Three things you'll hit after launch. First, Asana's 'Priority' field is a custom field — if someone renames it, changes the dropdown values, or deletes it, your filter silently breaks and you'll see Zaps running but no messages that match. Check the filter logic whenever the Asana project is customized. Second, if the Zapier-connected Asana account loses project membership — from a role change or team reorganization — the webhook dies with no notification to you. The Zap shows as 'On' but produces zero runs. Build a dead man's switch: assign yourself a test task weekly and confirm the Slack message arrives. Third, Slack DM routing by email fails when employees have mismatched emails between Asana and Slack — common after mergers or email domain changes. If DMs stop arriving for specific people, their emails are out of sync and need to be corrected in one of the two tools.

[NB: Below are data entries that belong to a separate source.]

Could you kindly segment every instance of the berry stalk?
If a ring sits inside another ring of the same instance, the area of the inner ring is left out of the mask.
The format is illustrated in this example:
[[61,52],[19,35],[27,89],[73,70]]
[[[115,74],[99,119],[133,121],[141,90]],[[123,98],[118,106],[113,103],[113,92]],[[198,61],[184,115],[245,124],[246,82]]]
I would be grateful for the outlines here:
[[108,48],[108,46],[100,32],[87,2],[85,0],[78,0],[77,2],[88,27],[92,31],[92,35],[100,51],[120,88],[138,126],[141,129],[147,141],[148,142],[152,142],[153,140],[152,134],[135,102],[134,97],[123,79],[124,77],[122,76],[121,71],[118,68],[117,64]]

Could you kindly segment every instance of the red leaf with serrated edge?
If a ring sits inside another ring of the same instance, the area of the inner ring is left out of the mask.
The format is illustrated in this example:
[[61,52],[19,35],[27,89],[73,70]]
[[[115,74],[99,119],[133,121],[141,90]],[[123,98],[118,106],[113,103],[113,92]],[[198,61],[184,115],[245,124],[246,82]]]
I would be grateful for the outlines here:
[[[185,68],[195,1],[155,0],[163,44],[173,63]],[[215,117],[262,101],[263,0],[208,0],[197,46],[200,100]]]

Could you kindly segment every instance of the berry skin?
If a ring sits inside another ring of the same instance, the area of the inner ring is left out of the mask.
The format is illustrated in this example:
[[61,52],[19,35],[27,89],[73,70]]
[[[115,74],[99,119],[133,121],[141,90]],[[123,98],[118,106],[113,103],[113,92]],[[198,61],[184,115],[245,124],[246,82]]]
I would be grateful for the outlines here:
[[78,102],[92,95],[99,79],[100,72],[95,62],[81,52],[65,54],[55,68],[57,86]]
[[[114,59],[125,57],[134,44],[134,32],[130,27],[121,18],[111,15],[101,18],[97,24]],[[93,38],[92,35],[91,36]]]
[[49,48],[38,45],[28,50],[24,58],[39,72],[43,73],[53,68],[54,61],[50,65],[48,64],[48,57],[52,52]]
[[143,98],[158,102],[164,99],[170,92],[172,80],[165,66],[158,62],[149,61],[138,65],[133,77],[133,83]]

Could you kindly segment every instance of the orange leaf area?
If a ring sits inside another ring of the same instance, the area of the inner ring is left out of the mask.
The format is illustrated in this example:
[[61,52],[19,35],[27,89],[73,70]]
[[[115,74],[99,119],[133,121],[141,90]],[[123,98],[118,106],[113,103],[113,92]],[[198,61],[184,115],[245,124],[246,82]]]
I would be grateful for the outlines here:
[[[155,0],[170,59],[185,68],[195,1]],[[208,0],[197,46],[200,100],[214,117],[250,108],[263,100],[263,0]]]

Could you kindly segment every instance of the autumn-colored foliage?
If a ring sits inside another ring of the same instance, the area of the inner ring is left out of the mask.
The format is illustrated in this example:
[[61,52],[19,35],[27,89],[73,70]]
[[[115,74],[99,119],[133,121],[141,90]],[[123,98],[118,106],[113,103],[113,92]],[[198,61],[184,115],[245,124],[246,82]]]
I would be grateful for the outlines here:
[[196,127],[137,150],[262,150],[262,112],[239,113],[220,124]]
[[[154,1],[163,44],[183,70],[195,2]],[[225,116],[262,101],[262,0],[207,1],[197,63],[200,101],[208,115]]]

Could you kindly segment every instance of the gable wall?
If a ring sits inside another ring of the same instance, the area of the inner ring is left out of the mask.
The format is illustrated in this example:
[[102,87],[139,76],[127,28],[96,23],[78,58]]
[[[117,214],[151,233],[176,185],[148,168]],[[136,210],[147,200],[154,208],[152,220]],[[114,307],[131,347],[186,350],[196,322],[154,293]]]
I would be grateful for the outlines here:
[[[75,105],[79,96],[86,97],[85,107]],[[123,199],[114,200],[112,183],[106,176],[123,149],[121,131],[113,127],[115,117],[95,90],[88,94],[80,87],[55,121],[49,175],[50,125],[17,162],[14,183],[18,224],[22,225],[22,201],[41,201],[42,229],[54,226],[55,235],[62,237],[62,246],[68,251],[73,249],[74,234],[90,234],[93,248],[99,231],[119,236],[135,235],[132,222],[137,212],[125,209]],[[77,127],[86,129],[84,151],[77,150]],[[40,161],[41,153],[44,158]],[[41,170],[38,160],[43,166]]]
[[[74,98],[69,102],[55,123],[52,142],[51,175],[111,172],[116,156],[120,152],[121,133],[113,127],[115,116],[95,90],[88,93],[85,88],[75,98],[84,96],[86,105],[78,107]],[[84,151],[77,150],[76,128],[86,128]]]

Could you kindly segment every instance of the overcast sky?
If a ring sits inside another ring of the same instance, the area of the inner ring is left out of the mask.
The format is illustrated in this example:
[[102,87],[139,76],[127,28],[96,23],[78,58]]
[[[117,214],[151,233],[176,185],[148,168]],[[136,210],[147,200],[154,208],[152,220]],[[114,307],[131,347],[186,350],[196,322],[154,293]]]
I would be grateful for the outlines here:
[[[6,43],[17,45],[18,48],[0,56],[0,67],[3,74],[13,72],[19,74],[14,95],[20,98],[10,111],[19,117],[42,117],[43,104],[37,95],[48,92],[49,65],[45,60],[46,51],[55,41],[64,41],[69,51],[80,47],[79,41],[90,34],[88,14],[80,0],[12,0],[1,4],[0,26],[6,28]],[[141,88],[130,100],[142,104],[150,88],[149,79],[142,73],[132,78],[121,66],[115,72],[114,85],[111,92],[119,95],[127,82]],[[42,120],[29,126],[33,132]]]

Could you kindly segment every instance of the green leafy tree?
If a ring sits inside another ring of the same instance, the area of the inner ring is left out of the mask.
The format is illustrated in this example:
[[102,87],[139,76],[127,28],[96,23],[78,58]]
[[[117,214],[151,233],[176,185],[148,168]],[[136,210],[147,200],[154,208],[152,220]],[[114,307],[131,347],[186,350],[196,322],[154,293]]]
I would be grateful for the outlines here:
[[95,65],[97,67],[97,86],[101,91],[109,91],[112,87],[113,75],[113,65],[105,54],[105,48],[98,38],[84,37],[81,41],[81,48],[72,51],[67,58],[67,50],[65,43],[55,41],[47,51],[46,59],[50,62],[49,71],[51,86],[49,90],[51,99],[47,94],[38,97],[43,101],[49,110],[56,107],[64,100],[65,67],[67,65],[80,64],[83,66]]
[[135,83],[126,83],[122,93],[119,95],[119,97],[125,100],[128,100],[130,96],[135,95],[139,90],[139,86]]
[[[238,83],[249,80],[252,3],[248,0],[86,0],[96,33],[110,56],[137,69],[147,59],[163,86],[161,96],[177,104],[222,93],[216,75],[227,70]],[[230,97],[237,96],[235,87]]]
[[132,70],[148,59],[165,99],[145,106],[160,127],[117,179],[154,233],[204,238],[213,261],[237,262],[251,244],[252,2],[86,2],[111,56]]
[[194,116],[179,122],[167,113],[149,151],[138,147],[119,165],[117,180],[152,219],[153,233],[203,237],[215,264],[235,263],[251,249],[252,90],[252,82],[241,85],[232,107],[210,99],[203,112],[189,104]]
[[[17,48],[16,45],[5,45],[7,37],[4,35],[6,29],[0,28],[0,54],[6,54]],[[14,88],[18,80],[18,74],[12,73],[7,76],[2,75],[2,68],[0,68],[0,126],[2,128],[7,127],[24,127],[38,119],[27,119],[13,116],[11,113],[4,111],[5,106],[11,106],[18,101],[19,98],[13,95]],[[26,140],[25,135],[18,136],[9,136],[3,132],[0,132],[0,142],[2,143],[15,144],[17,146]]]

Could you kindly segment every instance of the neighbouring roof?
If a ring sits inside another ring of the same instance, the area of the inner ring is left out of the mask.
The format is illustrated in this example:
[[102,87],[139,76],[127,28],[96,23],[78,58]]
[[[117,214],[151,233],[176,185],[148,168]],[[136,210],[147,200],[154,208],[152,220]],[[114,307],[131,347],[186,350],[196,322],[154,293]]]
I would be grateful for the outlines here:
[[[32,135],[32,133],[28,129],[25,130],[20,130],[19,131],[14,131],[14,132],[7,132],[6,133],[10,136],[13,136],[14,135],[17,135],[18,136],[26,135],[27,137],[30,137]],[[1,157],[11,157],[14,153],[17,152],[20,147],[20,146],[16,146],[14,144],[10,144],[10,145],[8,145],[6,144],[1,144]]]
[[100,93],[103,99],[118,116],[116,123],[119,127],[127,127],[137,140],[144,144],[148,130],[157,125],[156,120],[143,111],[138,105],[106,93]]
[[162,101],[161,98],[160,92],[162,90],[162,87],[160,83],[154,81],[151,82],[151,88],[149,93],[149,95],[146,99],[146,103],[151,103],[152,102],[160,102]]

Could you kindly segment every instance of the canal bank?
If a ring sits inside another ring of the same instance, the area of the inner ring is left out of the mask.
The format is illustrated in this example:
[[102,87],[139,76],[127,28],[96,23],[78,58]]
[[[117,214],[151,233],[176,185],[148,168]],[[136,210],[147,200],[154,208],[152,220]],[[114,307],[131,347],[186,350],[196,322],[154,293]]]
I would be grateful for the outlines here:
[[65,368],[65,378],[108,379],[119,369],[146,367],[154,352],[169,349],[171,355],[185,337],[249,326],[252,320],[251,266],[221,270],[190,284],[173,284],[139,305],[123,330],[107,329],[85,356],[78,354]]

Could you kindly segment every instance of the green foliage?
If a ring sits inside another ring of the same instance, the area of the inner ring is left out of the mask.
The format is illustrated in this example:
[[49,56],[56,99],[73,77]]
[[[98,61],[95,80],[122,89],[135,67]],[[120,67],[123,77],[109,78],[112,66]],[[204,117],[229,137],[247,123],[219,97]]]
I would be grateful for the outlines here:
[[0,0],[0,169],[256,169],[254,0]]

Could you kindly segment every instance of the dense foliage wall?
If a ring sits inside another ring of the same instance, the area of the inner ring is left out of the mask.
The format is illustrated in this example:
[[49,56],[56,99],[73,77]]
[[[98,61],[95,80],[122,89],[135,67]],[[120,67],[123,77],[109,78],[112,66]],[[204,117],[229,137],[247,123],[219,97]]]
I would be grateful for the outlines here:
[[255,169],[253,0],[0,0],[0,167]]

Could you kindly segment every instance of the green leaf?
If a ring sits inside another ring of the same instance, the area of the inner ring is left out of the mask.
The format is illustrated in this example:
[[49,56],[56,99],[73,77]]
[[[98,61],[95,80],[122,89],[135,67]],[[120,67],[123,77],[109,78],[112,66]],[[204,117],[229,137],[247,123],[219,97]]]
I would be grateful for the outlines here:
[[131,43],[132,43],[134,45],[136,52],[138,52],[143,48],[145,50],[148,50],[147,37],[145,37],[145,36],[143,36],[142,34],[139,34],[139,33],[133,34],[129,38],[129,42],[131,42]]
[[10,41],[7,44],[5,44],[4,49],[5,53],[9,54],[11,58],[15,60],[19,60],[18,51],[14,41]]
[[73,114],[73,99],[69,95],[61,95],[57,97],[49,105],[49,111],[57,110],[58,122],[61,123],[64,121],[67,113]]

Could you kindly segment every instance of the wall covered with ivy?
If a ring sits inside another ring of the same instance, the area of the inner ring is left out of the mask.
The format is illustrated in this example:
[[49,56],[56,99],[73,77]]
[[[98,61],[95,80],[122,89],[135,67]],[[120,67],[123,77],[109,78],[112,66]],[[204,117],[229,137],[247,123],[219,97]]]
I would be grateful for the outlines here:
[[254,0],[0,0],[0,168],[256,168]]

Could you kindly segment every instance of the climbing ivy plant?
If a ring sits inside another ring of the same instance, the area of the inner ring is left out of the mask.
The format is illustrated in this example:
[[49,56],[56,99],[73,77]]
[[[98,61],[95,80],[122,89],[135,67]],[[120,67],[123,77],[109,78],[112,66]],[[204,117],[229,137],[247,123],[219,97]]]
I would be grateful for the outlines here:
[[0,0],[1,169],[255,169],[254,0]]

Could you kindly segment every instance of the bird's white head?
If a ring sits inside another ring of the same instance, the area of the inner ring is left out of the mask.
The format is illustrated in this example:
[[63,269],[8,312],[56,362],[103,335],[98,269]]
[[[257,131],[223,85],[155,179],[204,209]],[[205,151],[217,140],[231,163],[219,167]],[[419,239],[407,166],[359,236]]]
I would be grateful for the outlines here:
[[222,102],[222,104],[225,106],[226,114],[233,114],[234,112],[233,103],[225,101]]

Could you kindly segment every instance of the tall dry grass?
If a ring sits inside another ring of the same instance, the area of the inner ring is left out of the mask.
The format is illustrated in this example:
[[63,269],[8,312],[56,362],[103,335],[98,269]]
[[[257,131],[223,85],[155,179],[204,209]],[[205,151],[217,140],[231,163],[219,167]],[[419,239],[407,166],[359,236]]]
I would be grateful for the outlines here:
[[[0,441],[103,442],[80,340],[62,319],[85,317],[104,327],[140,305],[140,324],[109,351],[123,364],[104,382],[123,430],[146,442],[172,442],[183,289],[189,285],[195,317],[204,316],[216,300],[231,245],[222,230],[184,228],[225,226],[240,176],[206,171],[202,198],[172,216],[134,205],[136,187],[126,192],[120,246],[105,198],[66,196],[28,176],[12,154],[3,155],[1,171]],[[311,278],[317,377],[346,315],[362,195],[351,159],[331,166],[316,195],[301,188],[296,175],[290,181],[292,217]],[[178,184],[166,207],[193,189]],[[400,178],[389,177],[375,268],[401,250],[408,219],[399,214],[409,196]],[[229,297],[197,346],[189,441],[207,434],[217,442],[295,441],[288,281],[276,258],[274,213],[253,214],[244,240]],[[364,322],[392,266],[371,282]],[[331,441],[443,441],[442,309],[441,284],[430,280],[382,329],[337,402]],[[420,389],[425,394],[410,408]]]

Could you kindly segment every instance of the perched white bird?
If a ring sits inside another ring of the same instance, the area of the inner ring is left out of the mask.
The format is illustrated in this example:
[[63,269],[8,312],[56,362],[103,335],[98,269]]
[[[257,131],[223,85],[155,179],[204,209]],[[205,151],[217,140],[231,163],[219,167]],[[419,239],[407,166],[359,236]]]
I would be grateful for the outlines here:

Ideas for what to build next
- →Add a daily digest instead of per-task pings — High-volume projects can produce too many individual Slack messages. Build a second Zap using a Schedule trigger that runs each morning, queries Asana via search for tasks assigned today, and posts a single digest message to the channel.
- →Notify when tasks become overdue — Add a separate Zap with a Schedule by Zapier trigger (daily) that checks Asana for tasks past their due date and posts an overdue alert in Slack, tagging the assignee directly.
- →Create Asana tasks from Slack emoji reactions — Reverse the flow — build a Zap that triggers when a specific emoji (like 📌) is added to a Slack message, then creates a new Asana task in a designated project with the message content as the task name.